Dabei gibt es so viel zu entdecken – das Empowerment verschiedener selbst organisierter Initiativen, Kulturveranstaltungen, konkret den Romnja Power Month, der jährlich Akteurinnen der Sinti*zzi und Rom*nja eine Bühne und Plattform gibt. Es ist nun mal so: Überspitzt gesagt fehlt es uns nicht am Angebot, sondern an der Nachfrage. Wir malen zum Beispiel Schilder für den Women’s March, gehen für den Klimaschutz auf die Straße, informieren uns während des Black History Month – und das ist auch gut so. Es ist wichtig, eine positive Stimmung zu verbreiten, die ihre Wurzeln in unseren Köpfen schlägt. Nur so kann langfristig eine Veränderung in unseren Herzen gedeihen. Aber hierbei sollten wir Sinti*zzi und Rom*nja nicht mehr außer Acht lassen.

„Wenn man das vorhandene Wissen abfragt, bekommt man viele rassistische Stereotype, die man aus Literatur, Film und Musik kennt. Das bezeichnet man dann als Allgemeinwissen.” – Tayo Awosusi-Onutor

Bildung als Motor des Fortschritts

Man lernt bekanntlich nie aus. Vom Gegenüber über das Miteinander und das „Was steckt dahinter?“. Bildung ist auch hier der Motor, der den Fortschritt antreibt. Darauf baut auch Awosusi-Onutor bei ihrer pädagogischen Arbeit. „Ich bekomme häufig das Feedback, dass im Geschichtsunterricht zu wenig oder nicht über dieses Thema gesprochen wird. Ich frage dann in die Runde, wer in der Schule etwas zum Thema Sinti und Roma gehört hat. Es ist schon erschreckend. Da sitzen 30 junge Leute, die gerade Abi gemacht und noch nichts über die Geschichte der Rom*nja und Sinti*zzi, also auch Teil deutscher Geschichte, gehört haben“, erzählt sie. „Viele wissen nicht, dass Rom*nja und Sinti*zzi Teil der deutschen Gesellschaft sind.

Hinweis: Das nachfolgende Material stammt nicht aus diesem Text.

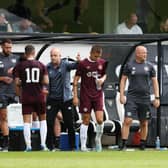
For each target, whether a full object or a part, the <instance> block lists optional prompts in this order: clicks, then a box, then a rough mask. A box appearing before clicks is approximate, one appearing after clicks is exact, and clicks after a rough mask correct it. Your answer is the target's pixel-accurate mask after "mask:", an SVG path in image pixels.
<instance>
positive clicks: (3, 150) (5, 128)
mask: <svg viewBox="0 0 168 168" xmlns="http://www.w3.org/2000/svg"><path fill="white" fill-rule="evenodd" d="M8 105H9V100H8V98H7V97H4V96H1V95H0V123H1V124H0V126H1V131H2V135H3V142H2V148H1V151H4V152H7V151H8V147H9V128H8V122H7V106H8Z"/></svg>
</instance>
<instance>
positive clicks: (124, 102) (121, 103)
mask: <svg viewBox="0 0 168 168" xmlns="http://www.w3.org/2000/svg"><path fill="white" fill-rule="evenodd" d="M120 103H121V104H125V103H126V97H125V96H121V95H120Z"/></svg>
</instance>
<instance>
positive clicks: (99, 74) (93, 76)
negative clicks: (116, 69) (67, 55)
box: [76, 58, 107, 98]
mask: <svg viewBox="0 0 168 168" xmlns="http://www.w3.org/2000/svg"><path fill="white" fill-rule="evenodd" d="M106 65H107V64H106V61H105V60H104V59H101V58H99V59H98V60H97V61H96V62H95V61H91V60H89V59H87V58H86V59H84V60H83V61H81V62H80V63H79V65H78V69H77V71H76V75H77V76H80V77H81V88H80V95H83V94H86V95H87V96H88V97H90V98H97V97H98V96H102V89H100V90H98V89H97V87H96V78H101V77H102V76H103V75H105V73H106V72H105V71H106Z"/></svg>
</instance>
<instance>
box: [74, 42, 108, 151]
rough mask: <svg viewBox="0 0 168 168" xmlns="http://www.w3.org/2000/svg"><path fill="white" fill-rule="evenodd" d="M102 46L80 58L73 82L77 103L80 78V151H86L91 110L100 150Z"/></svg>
mask: <svg viewBox="0 0 168 168" xmlns="http://www.w3.org/2000/svg"><path fill="white" fill-rule="evenodd" d="M101 55H102V48H101V47H100V46H97V45H95V46H93V47H92V48H91V52H90V56H89V58H86V59H84V60H82V61H81V62H80V63H79V65H78V69H77V72H76V75H75V78H74V83H73V91H74V97H73V103H74V105H76V106H77V105H78V94H77V86H78V81H79V79H80V78H81V87H80V109H79V111H80V113H82V119H83V123H82V125H81V127H80V140H81V151H88V149H87V148H86V141H87V130H88V125H89V122H90V118H91V111H92V110H94V111H95V116H96V120H97V126H96V138H95V142H96V151H98V152H100V151H102V145H101V137H102V134H103V128H104V126H103V90H102V85H103V83H104V81H105V80H106V67H107V63H106V61H105V60H104V59H101V58H100V57H101Z"/></svg>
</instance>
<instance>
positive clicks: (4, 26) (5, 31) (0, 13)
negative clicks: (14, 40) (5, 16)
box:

Dass sie das Land als ehemalige Gastarbeiter*innen mit aufgebaut haben. Wenn man aber das vorhandene Wissen abfragt, bekommt man viele rassistische Stereotype, die man aus Literatur, Film und Musik kennt. Das bezeichnet man dann als Allgemeinwissen. Was ich mir wünsche und woran wir arbeiten, ist, dass hier Gegenbilder geschaffen werden.“

Das Schlussplädoyer fürs Miteinander lautet also: Um Gegenbilder zu schaffen, ist es nicht nur wichtig, darüber öffentlich zu reden, sondern vor allem zuzuhören und das Gegenüber für sich selbst und über sich sprechen zu lassen.

Text: Carina Parke

Dieser Beitrag erschien zuerst in unserer Ausgabe #047 bzw. 02/19.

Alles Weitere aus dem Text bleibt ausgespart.